An object or a dictionary can contain a named collection of objects. It is stored exactly like a root level collection, within the parent object or dictionary.

For example, a social networking application with one user and two posts (with one attribute content) may contain the following files directories.

/users/0130f996-3930-45b7-9413-b5582f318fda/posts/413f226d-34e2-41fa-a79f-5e9ad38a098a/content
/users/0130f996-3930-45b7-9413-b5582f318fda/posts/83a42bfb-3fc1-4a4a-857e-abfe0f7ad752/content

Restrictions:

  • The order of a collection is not defined. Ordering objects within a collection must be implemented at the application level, for example by storing an index attribute within each object, with a value representing its position in within the collection.
  • A collection must not be empty. An empty collection must be modeled by omiting the directory.
  • Otherwise, the same restrictions to root-level collections apply.

Reference

A reference is an attribute whose value is another object within the repository. It is stored as a relative symbolic link to the object's directory.

For example, a user who lives in the United States, could be modeled in this way:

/countries/aeb2070a-4ad8-4cba-892b-aa6548aceace
/users/8bebfeba-c272-483d-831e-91a184bf88ab/country
    --> ../../countries/aeb2070a-4ad8-4cba-892b-aa6548aceace

As another example, an application where each user has a collection of posts, and liked posts, could be modeled as follows:

/users/0130f996-3930-45b7-9413-b5582f318fda/posts/413f226d-34e2-41fa-a79f-5e9ad38a098a/content
/users/8bebfeba-c272-483d-831e-91a184bf88ab/likedPosts/86e6c742-c2d0-4152-b6a8-17e0e4f62589/post
    --> ../../0130f996-3930-45b7-9413-b5582f318fda/posts/413f226d-34e2-41fa-a79f-5e9ad38a098a

Note that each likedPost is an object with its own unique name, containing an attribute post, which references the post object.

Collections of references

In this version of GitDB, collections of references are not supported.

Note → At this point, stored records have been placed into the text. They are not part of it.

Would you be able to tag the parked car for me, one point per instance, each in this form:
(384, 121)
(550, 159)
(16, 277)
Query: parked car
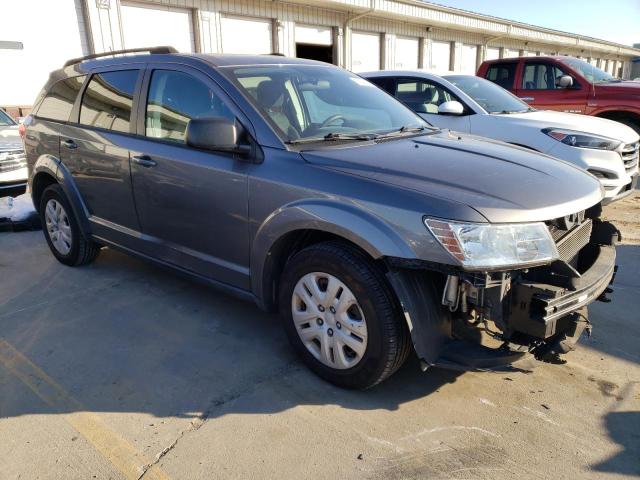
(469, 104)
(13, 164)
(567, 84)
(308, 190)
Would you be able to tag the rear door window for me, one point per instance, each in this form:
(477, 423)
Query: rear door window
(503, 74)
(174, 99)
(58, 102)
(421, 96)
(540, 76)
(108, 100)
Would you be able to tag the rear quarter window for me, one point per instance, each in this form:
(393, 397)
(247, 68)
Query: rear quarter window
(502, 74)
(58, 102)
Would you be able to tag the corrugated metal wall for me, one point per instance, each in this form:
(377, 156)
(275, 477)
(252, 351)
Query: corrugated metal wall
(457, 28)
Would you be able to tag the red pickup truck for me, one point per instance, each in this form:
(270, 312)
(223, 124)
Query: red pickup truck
(567, 84)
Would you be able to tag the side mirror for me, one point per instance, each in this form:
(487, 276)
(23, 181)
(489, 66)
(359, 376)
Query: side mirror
(452, 107)
(565, 81)
(215, 133)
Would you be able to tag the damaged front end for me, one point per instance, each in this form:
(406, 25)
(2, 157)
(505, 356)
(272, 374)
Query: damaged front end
(491, 319)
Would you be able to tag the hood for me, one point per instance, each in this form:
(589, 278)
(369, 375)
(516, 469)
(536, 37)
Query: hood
(501, 182)
(582, 123)
(10, 138)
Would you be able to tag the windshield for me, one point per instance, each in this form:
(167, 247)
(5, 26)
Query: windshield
(306, 102)
(491, 97)
(588, 71)
(5, 119)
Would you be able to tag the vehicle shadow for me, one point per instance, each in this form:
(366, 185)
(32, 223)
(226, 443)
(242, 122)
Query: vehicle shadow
(624, 429)
(126, 336)
(614, 330)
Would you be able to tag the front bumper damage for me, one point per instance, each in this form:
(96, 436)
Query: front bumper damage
(491, 320)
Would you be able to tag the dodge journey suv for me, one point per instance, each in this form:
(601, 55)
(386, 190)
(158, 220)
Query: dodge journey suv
(310, 191)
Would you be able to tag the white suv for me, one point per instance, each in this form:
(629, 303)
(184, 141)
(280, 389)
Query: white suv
(469, 104)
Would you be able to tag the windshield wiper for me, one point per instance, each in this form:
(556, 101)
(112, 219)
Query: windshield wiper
(509, 112)
(401, 130)
(333, 136)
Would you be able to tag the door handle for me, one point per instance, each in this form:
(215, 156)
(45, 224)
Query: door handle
(144, 161)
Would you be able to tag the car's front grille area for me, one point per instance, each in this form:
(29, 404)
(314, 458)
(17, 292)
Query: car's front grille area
(12, 160)
(575, 240)
(571, 234)
(629, 154)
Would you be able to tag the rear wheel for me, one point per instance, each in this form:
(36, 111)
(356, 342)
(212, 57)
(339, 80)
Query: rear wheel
(61, 229)
(341, 316)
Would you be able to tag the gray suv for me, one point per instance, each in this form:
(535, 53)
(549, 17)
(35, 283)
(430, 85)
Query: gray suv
(308, 190)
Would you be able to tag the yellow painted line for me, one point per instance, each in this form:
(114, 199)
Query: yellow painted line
(118, 451)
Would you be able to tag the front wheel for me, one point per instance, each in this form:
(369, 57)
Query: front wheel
(61, 229)
(341, 316)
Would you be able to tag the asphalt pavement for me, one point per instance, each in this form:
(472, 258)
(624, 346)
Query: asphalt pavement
(123, 370)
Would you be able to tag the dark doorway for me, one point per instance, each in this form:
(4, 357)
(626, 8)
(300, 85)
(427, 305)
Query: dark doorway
(322, 53)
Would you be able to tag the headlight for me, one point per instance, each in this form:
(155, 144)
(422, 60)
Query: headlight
(582, 140)
(479, 245)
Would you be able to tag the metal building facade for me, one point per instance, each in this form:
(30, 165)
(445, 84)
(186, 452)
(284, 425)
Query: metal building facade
(404, 29)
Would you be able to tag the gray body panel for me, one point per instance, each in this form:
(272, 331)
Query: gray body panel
(219, 216)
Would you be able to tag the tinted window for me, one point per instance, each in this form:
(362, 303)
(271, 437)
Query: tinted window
(491, 97)
(588, 71)
(503, 74)
(5, 119)
(386, 84)
(174, 99)
(421, 96)
(307, 103)
(58, 103)
(540, 76)
(108, 99)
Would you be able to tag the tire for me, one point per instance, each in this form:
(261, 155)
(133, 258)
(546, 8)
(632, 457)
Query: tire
(65, 240)
(385, 342)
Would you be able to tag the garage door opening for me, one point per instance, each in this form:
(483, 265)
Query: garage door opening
(314, 43)
(321, 53)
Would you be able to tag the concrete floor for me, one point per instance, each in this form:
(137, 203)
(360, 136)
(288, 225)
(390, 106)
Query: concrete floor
(122, 370)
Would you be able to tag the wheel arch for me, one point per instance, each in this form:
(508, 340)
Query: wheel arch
(621, 115)
(299, 225)
(48, 170)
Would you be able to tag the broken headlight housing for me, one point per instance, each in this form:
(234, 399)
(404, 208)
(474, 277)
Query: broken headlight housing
(581, 139)
(487, 246)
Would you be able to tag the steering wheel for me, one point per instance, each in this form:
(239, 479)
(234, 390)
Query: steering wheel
(331, 119)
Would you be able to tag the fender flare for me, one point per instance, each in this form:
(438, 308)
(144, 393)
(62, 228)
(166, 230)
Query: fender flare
(53, 167)
(364, 229)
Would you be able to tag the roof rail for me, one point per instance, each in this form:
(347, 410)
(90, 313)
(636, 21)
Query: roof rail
(153, 50)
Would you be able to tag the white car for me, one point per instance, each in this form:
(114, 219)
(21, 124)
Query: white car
(13, 163)
(469, 104)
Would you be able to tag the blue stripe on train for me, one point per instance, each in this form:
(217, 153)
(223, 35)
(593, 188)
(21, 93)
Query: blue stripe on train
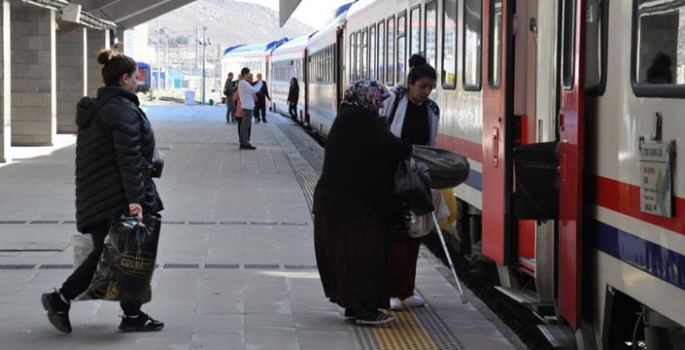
(650, 257)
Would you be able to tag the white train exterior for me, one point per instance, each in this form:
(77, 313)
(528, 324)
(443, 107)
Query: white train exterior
(573, 142)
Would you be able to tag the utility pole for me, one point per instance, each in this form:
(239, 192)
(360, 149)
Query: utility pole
(204, 61)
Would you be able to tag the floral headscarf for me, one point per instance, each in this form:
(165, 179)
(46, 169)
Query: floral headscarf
(366, 93)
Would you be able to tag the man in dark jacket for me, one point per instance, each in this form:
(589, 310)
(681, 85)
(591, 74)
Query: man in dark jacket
(229, 89)
(260, 104)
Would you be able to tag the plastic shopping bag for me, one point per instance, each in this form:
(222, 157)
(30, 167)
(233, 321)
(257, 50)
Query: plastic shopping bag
(423, 224)
(128, 260)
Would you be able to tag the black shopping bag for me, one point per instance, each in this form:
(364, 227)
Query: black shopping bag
(412, 187)
(127, 262)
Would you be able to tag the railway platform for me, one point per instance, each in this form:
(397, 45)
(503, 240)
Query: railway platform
(236, 266)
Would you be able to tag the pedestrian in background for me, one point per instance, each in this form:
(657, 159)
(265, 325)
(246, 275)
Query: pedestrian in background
(229, 89)
(293, 96)
(260, 104)
(247, 99)
(114, 150)
(414, 118)
(355, 207)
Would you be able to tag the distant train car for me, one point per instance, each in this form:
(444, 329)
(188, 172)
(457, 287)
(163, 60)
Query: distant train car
(325, 82)
(288, 61)
(144, 77)
(257, 57)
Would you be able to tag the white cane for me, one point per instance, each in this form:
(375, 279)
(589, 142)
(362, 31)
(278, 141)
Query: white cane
(449, 259)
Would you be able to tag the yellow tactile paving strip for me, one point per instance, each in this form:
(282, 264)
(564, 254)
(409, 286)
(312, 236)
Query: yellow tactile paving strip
(406, 332)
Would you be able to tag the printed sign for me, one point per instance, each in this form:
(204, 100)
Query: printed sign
(656, 194)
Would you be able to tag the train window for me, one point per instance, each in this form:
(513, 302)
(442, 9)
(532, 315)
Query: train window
(449, 44)
(352, 54)
(595, 46)
(473, 34)
(390, 71)
(568, 56)
(495, 61)
(359, 64)
(415, 31)
(657, 49)
(372, 53)
(430, 25)
(364, 67)
(401, 47)
(381, 52)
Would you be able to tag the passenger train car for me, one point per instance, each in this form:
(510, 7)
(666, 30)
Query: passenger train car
(569, 113)
(288, 61)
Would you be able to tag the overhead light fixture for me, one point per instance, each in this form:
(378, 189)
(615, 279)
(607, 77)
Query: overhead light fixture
(71, 13)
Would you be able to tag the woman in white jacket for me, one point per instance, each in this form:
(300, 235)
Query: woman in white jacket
(413, 117)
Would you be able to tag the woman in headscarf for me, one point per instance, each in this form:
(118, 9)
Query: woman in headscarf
(355, 208)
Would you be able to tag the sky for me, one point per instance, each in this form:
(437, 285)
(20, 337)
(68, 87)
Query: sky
(315, 13)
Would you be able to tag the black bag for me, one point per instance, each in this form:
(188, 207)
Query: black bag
(447, 169)
(412, 187)
(127, 262)
(157, 164)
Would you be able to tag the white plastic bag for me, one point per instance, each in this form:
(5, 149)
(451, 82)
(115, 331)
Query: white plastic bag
(423, 225)
(83, 245)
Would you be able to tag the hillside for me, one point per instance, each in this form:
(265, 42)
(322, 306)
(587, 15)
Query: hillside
(228, 23)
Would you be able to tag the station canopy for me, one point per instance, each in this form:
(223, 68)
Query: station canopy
(286, 8)
(128, 13)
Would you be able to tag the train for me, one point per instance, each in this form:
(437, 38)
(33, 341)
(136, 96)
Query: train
(569, 114)
(144, 77)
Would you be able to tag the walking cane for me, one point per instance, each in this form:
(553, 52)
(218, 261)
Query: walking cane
(449, 259)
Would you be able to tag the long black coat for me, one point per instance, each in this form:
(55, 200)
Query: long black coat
(361, 158)
(355, 208)
(113, 156)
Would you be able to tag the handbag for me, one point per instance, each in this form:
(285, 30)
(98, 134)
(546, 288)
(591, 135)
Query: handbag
(127, 262)
(412, 187)
(157, 164)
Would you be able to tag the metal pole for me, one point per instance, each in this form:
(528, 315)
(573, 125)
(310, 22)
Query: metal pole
(159, 64)
(449, 258)
(204, 59)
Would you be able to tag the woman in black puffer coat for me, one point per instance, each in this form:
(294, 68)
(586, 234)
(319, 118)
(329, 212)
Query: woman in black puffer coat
(113, 160)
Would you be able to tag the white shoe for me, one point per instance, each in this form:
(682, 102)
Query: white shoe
(413, 301)
(395, 304)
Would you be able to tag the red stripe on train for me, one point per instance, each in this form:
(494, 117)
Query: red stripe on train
(469, 149)
(625, 199)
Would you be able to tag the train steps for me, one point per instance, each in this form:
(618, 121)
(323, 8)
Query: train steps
(559, 336)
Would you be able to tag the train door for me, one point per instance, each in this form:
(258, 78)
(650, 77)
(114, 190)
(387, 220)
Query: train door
(571, 160)
(497, 113)
(340, 66)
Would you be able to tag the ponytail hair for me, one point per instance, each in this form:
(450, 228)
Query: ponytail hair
(115, 64)
(419, 68)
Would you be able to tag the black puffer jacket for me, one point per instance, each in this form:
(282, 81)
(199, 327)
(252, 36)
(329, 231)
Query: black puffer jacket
(113, 155)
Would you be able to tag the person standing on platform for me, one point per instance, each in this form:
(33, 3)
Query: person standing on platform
(293, 96)
(239, 109)
(414, 117)
(114, 150)
(260, 104)
(247, 99)
(355, 207)
(229, 89)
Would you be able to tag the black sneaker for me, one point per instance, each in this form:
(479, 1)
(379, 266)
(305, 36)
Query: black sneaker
(373, 317)
(350, 313)
(142, 323)
(58, 311)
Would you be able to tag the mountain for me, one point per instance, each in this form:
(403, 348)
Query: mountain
(228, 23)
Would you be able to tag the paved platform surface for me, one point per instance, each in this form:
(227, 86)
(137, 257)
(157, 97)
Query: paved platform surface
(236, 266)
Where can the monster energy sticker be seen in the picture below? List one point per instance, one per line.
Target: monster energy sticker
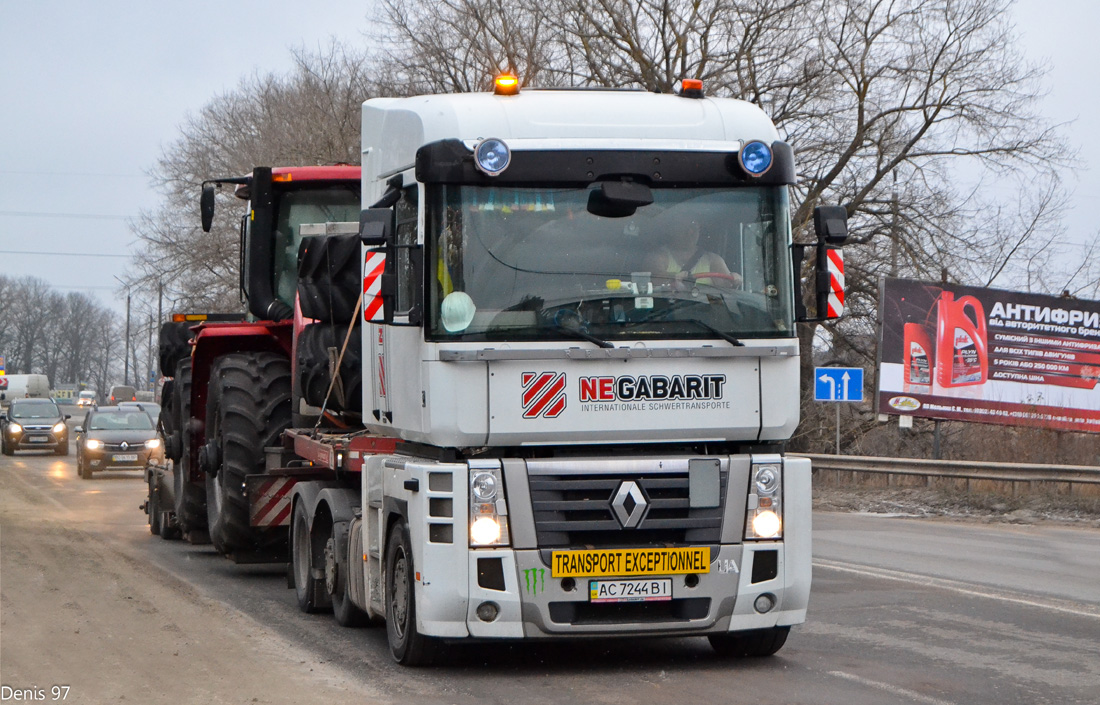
(536, 579)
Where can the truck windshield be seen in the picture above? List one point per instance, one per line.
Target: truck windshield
(301, 207)
(517, 263)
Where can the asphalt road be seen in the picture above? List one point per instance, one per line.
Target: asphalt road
(903, 610)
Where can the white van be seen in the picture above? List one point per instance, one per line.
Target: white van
(20, 386)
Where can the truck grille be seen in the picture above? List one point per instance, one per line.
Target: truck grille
(575, 510)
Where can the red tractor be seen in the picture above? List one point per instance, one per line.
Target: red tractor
(230, 393)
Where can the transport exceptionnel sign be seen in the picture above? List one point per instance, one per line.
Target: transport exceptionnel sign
(989, 355)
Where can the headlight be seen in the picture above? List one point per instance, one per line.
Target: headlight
(765, 509)
(488, 509)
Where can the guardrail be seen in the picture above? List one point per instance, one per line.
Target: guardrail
(1012, 477)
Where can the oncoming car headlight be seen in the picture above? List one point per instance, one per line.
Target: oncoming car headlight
(763, 517)
(488, 510)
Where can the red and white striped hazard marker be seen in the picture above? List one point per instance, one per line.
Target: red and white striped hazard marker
(373, 266)
(835, 264)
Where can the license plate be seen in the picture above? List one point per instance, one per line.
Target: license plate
(630, 591)
(629, 562)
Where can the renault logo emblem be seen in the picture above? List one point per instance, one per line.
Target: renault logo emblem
(629, 505)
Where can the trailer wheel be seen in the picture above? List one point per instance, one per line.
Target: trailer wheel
(756, 643)
(189, 497)
(248, 409)
(407, 645)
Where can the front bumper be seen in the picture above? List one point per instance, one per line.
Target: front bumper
(132, 459)
(536, 605)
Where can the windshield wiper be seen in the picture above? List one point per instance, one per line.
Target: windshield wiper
(580, 333)
(719, 333)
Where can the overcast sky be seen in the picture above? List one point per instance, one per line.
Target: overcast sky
(90, 92)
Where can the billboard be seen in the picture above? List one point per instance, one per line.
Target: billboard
(975, 354)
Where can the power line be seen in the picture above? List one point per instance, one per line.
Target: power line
(65, 254)
(29, 213)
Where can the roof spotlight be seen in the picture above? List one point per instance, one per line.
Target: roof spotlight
(506, 85)
(492, 156)
(756, 158)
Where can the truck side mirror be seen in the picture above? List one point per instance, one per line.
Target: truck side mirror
(375, 226)
(831, 224)
(206, 206)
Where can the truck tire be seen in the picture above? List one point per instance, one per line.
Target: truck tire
(329, 277)
(307, 588)
(756, 643)
(153, 507)
(407, 645)
(174, 345)
(336, 582)
(248, 409)
(189, 497)
(314, 377)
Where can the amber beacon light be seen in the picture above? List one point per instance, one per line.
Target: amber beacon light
(505, 85)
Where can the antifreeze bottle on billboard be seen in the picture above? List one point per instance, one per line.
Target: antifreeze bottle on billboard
(920, 355)
(961, 356)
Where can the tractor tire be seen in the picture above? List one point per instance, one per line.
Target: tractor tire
(314, 376)
(190, 497)
(175, 345)
(248, 409)
(756, 643)
(307, 587)
(329, 277)
(166, 422)
(407, 646)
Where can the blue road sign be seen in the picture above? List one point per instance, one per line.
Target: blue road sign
(838, 384)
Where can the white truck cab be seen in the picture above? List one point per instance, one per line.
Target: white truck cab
(579, 331)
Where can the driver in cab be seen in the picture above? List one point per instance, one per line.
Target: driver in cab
(683, 262)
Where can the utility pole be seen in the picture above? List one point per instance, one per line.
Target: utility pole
(125, 357)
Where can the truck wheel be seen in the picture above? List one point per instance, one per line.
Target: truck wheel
(756, 643)
(153, 507)
(306, 587)
(189, 497)
(336, 582)
(407, 645)
(248, 409)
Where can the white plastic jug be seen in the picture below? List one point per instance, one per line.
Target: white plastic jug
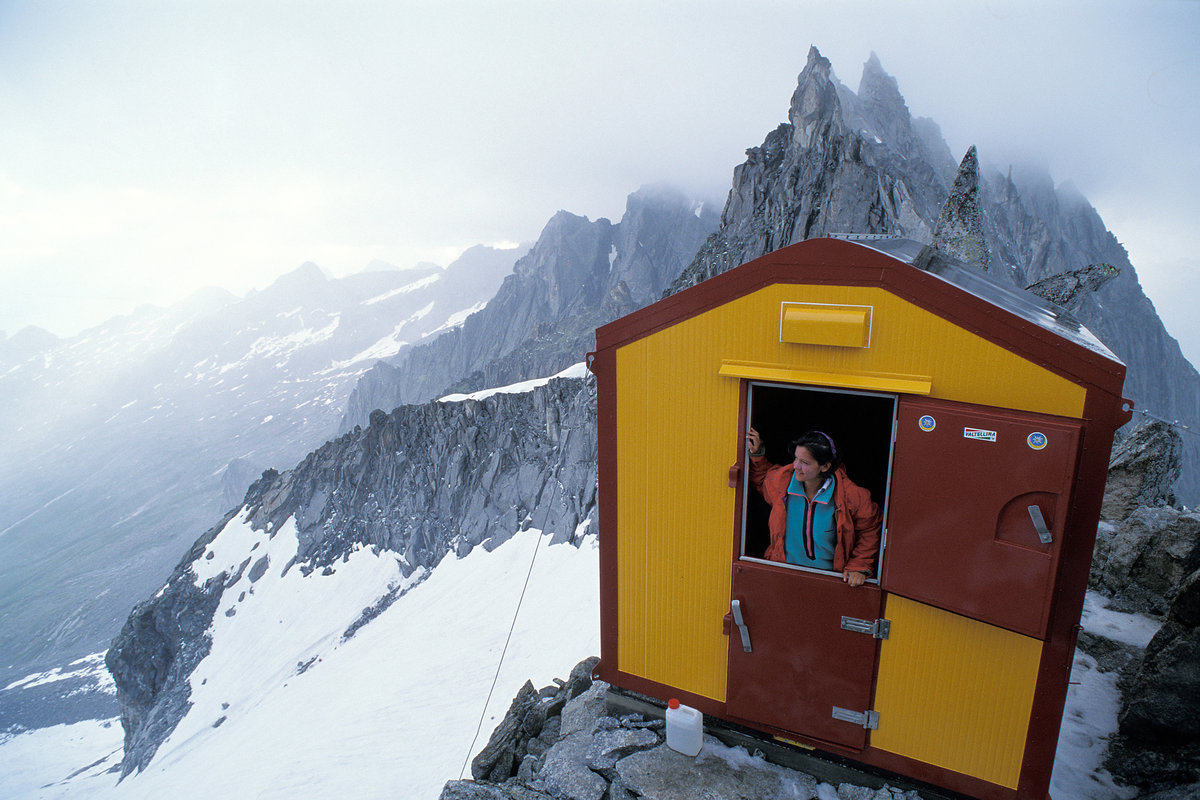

The following example is invalid, because the file (likedPosts/86e...589) is itself a reference, while collections must only contain objects, and may not contain attributes or values directly.

/users/8bebfeba-c272-483d-831e-91a184bf88ab/likedPosts/86e6c742-c2d0-4152-b6a8-17e0e4f62589
    --> ../../0130f996-3930-45b7-9413-b5582f318fda/posts/413f226d-34e2-41fa-a79f-5e9ad38a098a

Lists of primitives

In this version of GitDb, lists of primitive values are not supported.

This aspect is open for discussion.

A few points to consider:

  • Since primite values have no attributes, their order should be stored somehow
  • How to identify an item on the list? If [1,2,3] was changed to [1,3], was 2 removed, or changed to 3 and 3 removed? The synchronization of these modification to MySQL may not be trivial. Suggestions welcome.

Against supporting lists:

  • MySQL does not support multiple values per column

One method of modeling lists could be:

  • An attribute stored as a file, where each line is a json encoded value.

Ordered lists make collaboration difficult, since the values do not have identifiers.

Constraints

The specification has not defined how to model constraints yet.

Synchronizing with other databases

GitDb does not specify how a repository should be mapped to a database of another type, however, this section is provided as a helpful guide in developing drivers for this purpose. Suggestions in this section are not part of the specification.

The following list indicates how a GitDb repository may correspond to a database.

  • collection — table, collection
  • object — record, document
  • attribute — column, property
  • reference — foreign key

As an example, the following repository could be mapped to MySQL as follows.

GitDb Repository

/countries/384fbe/name (contents: "USA")
/users/1f34a8/name (contents: "John")
/users/1f34a8/country (link: ../../countries/384fbe)

Note: Object names are shortened for readability.

MySQL

# countries
id | uuid   | name
1  | 384fbe | USA
# users
id | uuid   | name | country
1  | 1f34a8 | John | 2

_Note: This particular mapping does not use the object names as primary keys, which makes sense for performance reasons.